Le pape François peut-il contribuer à ce que, à l'issue de cette 28ème COP sur le climat, l'Accord de Paris ne soit pas définitivement mort et enterré ?
De nombreux et nombreuses militants et militantes écologistes sont sensibles aux paroles du pape sur le sujet, estimant que ce genre de parole forte peut aider à construire un nouvel imaginaire et appuyer leurs luttes. C'est ainsi que nombre de militants se sont sortis confortés par le paragraphe 58 de Laudate deum : "Finissons-en une bonne fois avec les moqueries irresponsables qui présentent ce sujet comme étant uniquement environnemental, “vert”, romantique, souvent ridiculisé par des intérêts économiques. Acceptons enfin qu’il s’agit d’un problème humain et social aux multiples aspects. C’est pourquoi le soutien de tous est nécessaire. Lors des Conférences sur le climat, les actions de groupes fustigés comme “radicalisés” attirent souvent l’attention.

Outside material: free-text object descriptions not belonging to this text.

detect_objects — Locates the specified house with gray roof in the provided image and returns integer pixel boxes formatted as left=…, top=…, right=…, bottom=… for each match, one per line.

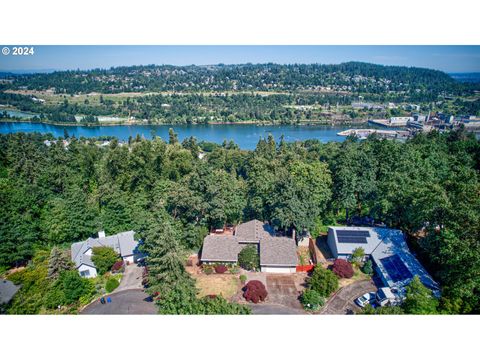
left=71, top=230, right=139, bottom=278
left=200, top=220, right=298, bottom=273
left=327, top=226, right=439, bottom=295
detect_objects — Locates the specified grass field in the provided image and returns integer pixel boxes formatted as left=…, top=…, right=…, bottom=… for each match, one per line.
left=194, top=274, right=241, bottom=299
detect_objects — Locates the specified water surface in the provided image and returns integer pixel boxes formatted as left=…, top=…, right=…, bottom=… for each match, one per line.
left=0, top=121, right=374, bottom=149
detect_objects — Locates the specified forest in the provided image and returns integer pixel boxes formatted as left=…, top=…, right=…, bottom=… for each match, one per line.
left=3, top=62, right=476, bottom=97
left=0, top=128, right=479, bottom=314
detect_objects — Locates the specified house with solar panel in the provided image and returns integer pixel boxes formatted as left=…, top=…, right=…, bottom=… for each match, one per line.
left=71, top=230, right=139, bottom=278
left=327, top=226, right=439, bottom=295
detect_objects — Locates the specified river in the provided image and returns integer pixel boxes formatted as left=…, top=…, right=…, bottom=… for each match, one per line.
left=0, top=121, right=381, bottom=150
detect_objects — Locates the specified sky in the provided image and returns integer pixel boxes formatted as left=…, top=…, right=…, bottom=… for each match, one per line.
left=0, top=45, right=479, bottom=73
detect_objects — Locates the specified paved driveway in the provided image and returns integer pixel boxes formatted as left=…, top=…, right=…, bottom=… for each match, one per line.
left=81, top=289, right=157, bottom=315
left=320, top=280, right=377, bottom=315
left=114, top=264, right=143, bottom=293
left=265, top=275, right=303, bottom=310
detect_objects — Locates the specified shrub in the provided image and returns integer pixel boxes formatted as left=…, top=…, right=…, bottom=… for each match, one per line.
left=351, top=247, right=365, bottom=266
left=238, top=245, right=259, bottom=271
left=332, top=259, right=354, bottom=278
left=91, top=246, right=119, bottom=275
left=43, top=285, right=67, bottom=309
left=308, top=266, right=339, bottom=297
left=200, top=295, right=251, bottom=315
left=111, top=260, right=125, bottom=273
left=228, top=265, right=240, bottom=274
left=243, top=280, right=268, bottom=303
left=214, top=264, right=228, bottom=274
left=362, top=260, right=374, bottom=276
left=105, top=277, right=120, bottom=293
left=61, top=271, right=94, bottom=304
left=300, top=289, right=325, bottom=311
left=239, top=274, right=247, bottom=284
left=203, top=265, right=214, bottom=275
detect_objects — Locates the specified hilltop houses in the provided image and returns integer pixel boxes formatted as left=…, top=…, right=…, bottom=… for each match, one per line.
left=71, top=230, right=139, bottom=278
left=200, top=220, right=298, bottom=273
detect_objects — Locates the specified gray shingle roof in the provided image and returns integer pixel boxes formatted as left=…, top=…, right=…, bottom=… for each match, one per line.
left=71, top=231, right=137, bottom=269
left=235, top=219, right=275, bottom=243
left=200, top=220, right=297, bottom=267
left=201, top=235, right=239, bottom=262
left=0, top=279, right=20, bottom=304
left=260, top=236, right=298, bottom=266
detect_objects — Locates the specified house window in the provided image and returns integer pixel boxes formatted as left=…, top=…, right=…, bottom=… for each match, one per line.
left=80, top=270, right=90, bottom=277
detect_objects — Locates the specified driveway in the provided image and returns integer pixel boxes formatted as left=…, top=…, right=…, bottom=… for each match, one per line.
left=265, top=275, right=304, bottom=310
left=320, top=279, right=377, bottom=315
left=249, top=304, right=305, bottom=315
left=114, top=264, right=143, bottom=293
left=81, top=289, right=157, bottom=314
left=239, top=273, right=306, bottom=313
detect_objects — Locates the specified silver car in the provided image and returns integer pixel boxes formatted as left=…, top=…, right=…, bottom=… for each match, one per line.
left=355, top=292, right=377, bottom=307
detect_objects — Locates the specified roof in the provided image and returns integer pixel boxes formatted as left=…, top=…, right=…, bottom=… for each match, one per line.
left=260, top=236, right=298, bottom=266
left=328, top=226, right=439, bottom=294
left=329, top=226, right=383, bottom=255
left=0, top=279, right=20, bottom=304
left=200, top=220, right=297, bottom=267
left=235, top=219, right=275, bottom=243
left=370, top=227, right=439, bottom=294
left=200, top=235, right=239, bottom=262
left=71, top=230, right=137, bottom=269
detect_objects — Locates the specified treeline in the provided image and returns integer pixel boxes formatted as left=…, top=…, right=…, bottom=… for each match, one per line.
left=2, top=62, right=477, bottom=101
left=1, top=129, right=479, bottom=313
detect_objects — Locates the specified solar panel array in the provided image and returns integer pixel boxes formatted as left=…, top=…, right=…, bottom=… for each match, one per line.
left=380, top=254, right=413, bottom=283
left=336, top=230, right=370, bottom=244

Mais ils comblent un vide de la société dans son ensemble qui devrait exercer une saine “pression” ; car toute famille doit penser que l’avenir de ses enfants est en jeu." Il est trop tôt pour savoir si le message du pape sera entendu et approuvé à la Cop 28. Quoiqu'il en soit, le soutien de cette figure religieuse et politique est un symbole fort pour les militants et militantes écologistes.
Finissons-en une bonne fois avec les moqueries irresponsables qui présentent ce sujet comme étant uniquement environnemental, “vert”, romantique, souvent ridiculisé par des intérêts économiques
En relisant l'histoire des prises de position des papes sur la marche du monde, on s'arrête forcément à un tournant en la matière : la visite du pape Paul VI à l'ONU en octobre 1965. Il prononce lors de son discours, cette phrase célèbre qui a fait vibrer les coeurs de ses contemporains : "jamais plus la guerre, jamais plus la guerre! C'est la paix, la paix, qui doit guider le destin des peuples et de toute l'humanité!"
Ces paroles ont-elles changé le destin du monde ? Impossible de le dire. Ce qui est certain c'est qu'elles ont donné du coeur à l'ouvrage aux militants de la paix et porté un imaginaire de paix. On pourrait aussi évoquer le rôle, jugé clé par certains observateurs, joué par Jean Paul II dans la fin de la guerre froide et notamment dans la chute du régime communiste en Pologne. Le pape François lui-même semble penser que la publication de son encyclique Laudato Si a pu contribuer au succès de la COP 21 incarné par l'Accord de Paris puisqu'il déclare, dans l'entretien qu'il a donné à la RAI : "Laudato si" a été publiée avant Paris. Et la réunion de Paris a été la plus belle de toutes."
Une prise de parole du pape au début du sommet semble prévue. Nul doute qu'elle sera fortement attendue par tous les observateurs.